I am studying the book "A guide to first-passage processes", by Sidney Redner, and at page 14 he derives a solution of the diffusion equation
$\dfrac{\partial c(x,t)}{\partial t} = D \dfrac{\partial^2c(x,t)}{\partial x^2} \,,$
based on a scaling ansatz of the form
$c(x,t) = \dfrac{1}{X(t)} f[x/X(t)] \,.$
The book says: "substituting this ansatz into the diffusion equation gives
$X(t) \dot{X}(t) = -D \dfrac{f''(u)}{f(u) + uf'(u)} \,,$ $\quad$ where $u=\dfrac{x}{X(t)}$."
The prime denotes differentiation w.r.t. $u$ and the overdot denotes the time derivative. Can anybody please give me a hand on how to arrive there?
EDIT: As pointed out in the comments and in the answers, this is simply repeated applications of the chain rule. What is important to keep in mind is that
$\dfrac{\partial f(u)}{\partial t} = \dfrac{\partial f}{\partial u}\dfrac{\partial u}{\partial t} = f'\dfrac{\partial u}{\partial t}\,,$
$\dfrac{\partial f(u)}{\partial x} = \dfrac{\partial f}{\partial u}\dfrac{\partial u}{\partial x}= f'\dfrac{\partial u}{\partial x}\,,$
and then everything works out smoothly. Thank you everybody.

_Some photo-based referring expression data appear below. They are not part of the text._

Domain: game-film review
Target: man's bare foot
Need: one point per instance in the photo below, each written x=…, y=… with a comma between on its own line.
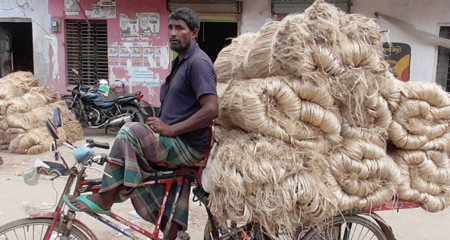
x=100, y=200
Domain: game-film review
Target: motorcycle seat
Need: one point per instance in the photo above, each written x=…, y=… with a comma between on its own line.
x=126, y=95
x=106, y=100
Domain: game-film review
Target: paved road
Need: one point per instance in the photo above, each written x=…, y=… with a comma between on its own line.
x=407, y=224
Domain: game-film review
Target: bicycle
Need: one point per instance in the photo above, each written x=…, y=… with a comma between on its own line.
x=64, y=225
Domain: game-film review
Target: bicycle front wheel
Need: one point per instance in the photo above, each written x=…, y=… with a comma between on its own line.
x=35, y=229
x=350, y=227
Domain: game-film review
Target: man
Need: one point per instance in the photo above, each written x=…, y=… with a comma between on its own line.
x=178, y=137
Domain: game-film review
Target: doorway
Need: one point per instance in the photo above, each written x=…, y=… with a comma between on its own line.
x=19, y=49
x=213, y=36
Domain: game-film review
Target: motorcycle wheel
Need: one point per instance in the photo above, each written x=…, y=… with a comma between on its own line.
x=134, y=111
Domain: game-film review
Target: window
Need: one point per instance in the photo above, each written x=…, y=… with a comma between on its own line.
x=443, y=64
x=86, y=51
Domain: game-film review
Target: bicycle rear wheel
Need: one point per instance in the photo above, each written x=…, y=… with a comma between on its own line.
x=350, y=227
x=35, y=229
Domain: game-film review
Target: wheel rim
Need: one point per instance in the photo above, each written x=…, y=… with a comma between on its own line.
x=32, y=231
x=353, y=228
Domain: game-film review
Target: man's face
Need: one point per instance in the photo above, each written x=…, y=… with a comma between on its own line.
x=180, y=36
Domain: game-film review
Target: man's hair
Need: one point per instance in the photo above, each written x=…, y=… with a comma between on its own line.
x=188, y=16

$$c(x,t) = \dfrac{1}{X(t)} f[x/X(t)] \,.$$ Differentiate twice wrt $x$: $$\dfrac {dc(x,t)}{dx} = \dfrac{1}{X^2(t)} f_u[u] \,.$$ $$\dfrac {d^2c(x,t)}{dx^2} = \dfrac{1}{X^3(t)} f_{uu}[u] \,.$$ Differentiate wrt $t$: $$\dfrac {dc(x,t)}{dt} = \dfrac{1}{X^2(t)} \left ( -f_u[u] \dfrac {xX_t(t)} {X(t)}- X_t(t)f[u] \right )$$ $$\dfrac {dc(x,t)}{dt} = \left ( -f_u[u] \dfrac {xX_t(t)} {X^3(t)}- \dfrac{X_t(t)f[u] }{X^2(t)} \right )$$
The diffusion equation is: $$\dfrac{\partial c(x,t)}{\partial t} = D \dfrac{\partial^2c(x,t)}{\partial x^2} \,,$$ $$f_u[u] \dfrac {xX_t(t)} {X^3(t)}+ \dfrac{X_t(t)f[u] }{X^2(t)} =-\dfrac{D}{X^3(t)} f_{uu}[u] \,.$$ $$f_u[u] {xX_t(t)} + {X_t(t)f[u] }{X(t)} =-{D}f_{uu}[u] \,.$$ The result follows: $$X_t(t){X(t)}\left (f_u[u] u + f[u] \right )=-{D}f_{uu}[u] $$ $$ \boxed {X_t(t){X(t)}=-{D} \dfrac {f_{uu}[u] }{\left (f_u[u] u + f[u] \right )}}$$I think that the derivative at the denominator is taken according to the variable $u$. At the numerator too, its taken with respect to u. Where: $$u=\frac x {X(t)}$$